Nearly every week, the city Planning Commission hears from a company looking to add to the thousands of cellular antennas already in the city. And, like clockwork, local residents turn out to fight the plans.
“These towers should be away from residences, away from schools and away from other vulnerable populations,” said Doug Loranger, who, as founder of the San Francisco Neighborhood Antenna-Free Union, has been fighting the cellular companies for a decade.
That’s not easy to do in a city as densely packed as San Francisco, where hills and tall buildings have long made radio transmission a challenge.
The crowds that jammed local stores looking to buy the new Apple iPhones last month demonstrate another part of the problem. San Francisco has a reputation as one of the most tech-savvy cities in the country, and the people buying the various new smart phones want fast and easy access to the Internet on their handheld devices, which means more demand for service.
This demand for service drives the rush to install more antennas and modify the existing ones. As long as they meet emission standards set in 1996, they are deemed fine, and cannot be challenged on the basis of health, a frustrating reality for potential challengers. Because that actually is the issue: whether — or at what point — emissions can indeed become damaging to one’s health. And though radiofrequency radiation emitted by the antennas has not been proven to have any damaging effects, activist Beverly Choe, whose children attend school near one such installation says, “it doesn’t seem prudent to add more radiation until we’re sure of the effects.”
“People want service where they live, where they work and where they play,” said Rod De La Rosa, a spokesman for T-Mobile. “We’re trying to roll out more high-speed data transmission by increasing the size of the pipe and not just for voice.”
T-Mobile is just one of the service providers looking to boost their presence in San Francisco. Just last week, Clearwire, a new company providing wireless data service only, came to the Planning Commission with requests to add antennas to existing sites in Bernal Heights and by San Francisco General Hospital.
“Starting last year, we’ve had a big increase in requests for modifications (of existing sites) and for new antennas,” said Jonas Ionin, who oversees cellular antenna requests for the city’s Planning Commission. “What we’re finding today is that the increases aren’t necessarily based on voice traffic, but on data downloads.”

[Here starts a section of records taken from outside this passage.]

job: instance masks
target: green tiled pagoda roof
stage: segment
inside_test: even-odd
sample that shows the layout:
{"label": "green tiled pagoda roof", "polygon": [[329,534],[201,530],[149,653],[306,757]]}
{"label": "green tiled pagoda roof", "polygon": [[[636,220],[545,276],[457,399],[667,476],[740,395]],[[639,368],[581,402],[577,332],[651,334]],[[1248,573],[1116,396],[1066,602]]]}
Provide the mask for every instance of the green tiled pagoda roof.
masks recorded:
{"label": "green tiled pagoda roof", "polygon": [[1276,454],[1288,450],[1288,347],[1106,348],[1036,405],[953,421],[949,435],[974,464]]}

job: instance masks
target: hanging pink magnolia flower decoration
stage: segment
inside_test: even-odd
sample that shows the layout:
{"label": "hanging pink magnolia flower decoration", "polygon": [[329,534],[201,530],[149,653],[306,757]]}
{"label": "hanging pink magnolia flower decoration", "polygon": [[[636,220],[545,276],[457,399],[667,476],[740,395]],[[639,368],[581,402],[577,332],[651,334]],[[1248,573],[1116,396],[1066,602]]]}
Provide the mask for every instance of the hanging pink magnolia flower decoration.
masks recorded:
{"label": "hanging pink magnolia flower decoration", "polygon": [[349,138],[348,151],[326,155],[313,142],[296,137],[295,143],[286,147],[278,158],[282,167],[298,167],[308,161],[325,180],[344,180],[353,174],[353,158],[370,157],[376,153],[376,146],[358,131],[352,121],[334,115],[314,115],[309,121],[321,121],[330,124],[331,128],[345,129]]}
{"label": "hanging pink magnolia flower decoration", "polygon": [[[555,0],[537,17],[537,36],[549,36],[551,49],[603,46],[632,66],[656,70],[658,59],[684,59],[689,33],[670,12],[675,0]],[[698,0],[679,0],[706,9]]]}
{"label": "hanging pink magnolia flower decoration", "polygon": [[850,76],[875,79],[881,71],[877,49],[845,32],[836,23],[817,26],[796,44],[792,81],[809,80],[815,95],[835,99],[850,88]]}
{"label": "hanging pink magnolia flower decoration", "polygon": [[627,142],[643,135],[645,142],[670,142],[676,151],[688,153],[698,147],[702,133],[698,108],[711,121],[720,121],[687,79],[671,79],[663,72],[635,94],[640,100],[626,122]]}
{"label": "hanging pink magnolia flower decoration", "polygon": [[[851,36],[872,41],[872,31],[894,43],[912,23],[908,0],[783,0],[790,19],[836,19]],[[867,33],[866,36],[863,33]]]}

The city already is home to 709 cell sites, some with as many as 12 separate antennas. Although many of the recent requests have been for upgrades and additions to those existing sites, there is also a growing call for new spots for cellular antennas, which means more battles to come.
Those continuing battles have one interesting aspect that other battles can’t always claim. No one is waiting to find out who’s right. “The funny thing is that people call me on their cell phones to complain about the new installations,” said Diego Sanchez, a city planner. We may all be addle-brained from telecommunicating before we find out where it’s coming from. A lot of us grew up in asbestos-infused schools and homes, and we’re probably all eating mercury-infused seafood (not to mention drinking petroleum-infused water); life is hazardous to one’s health.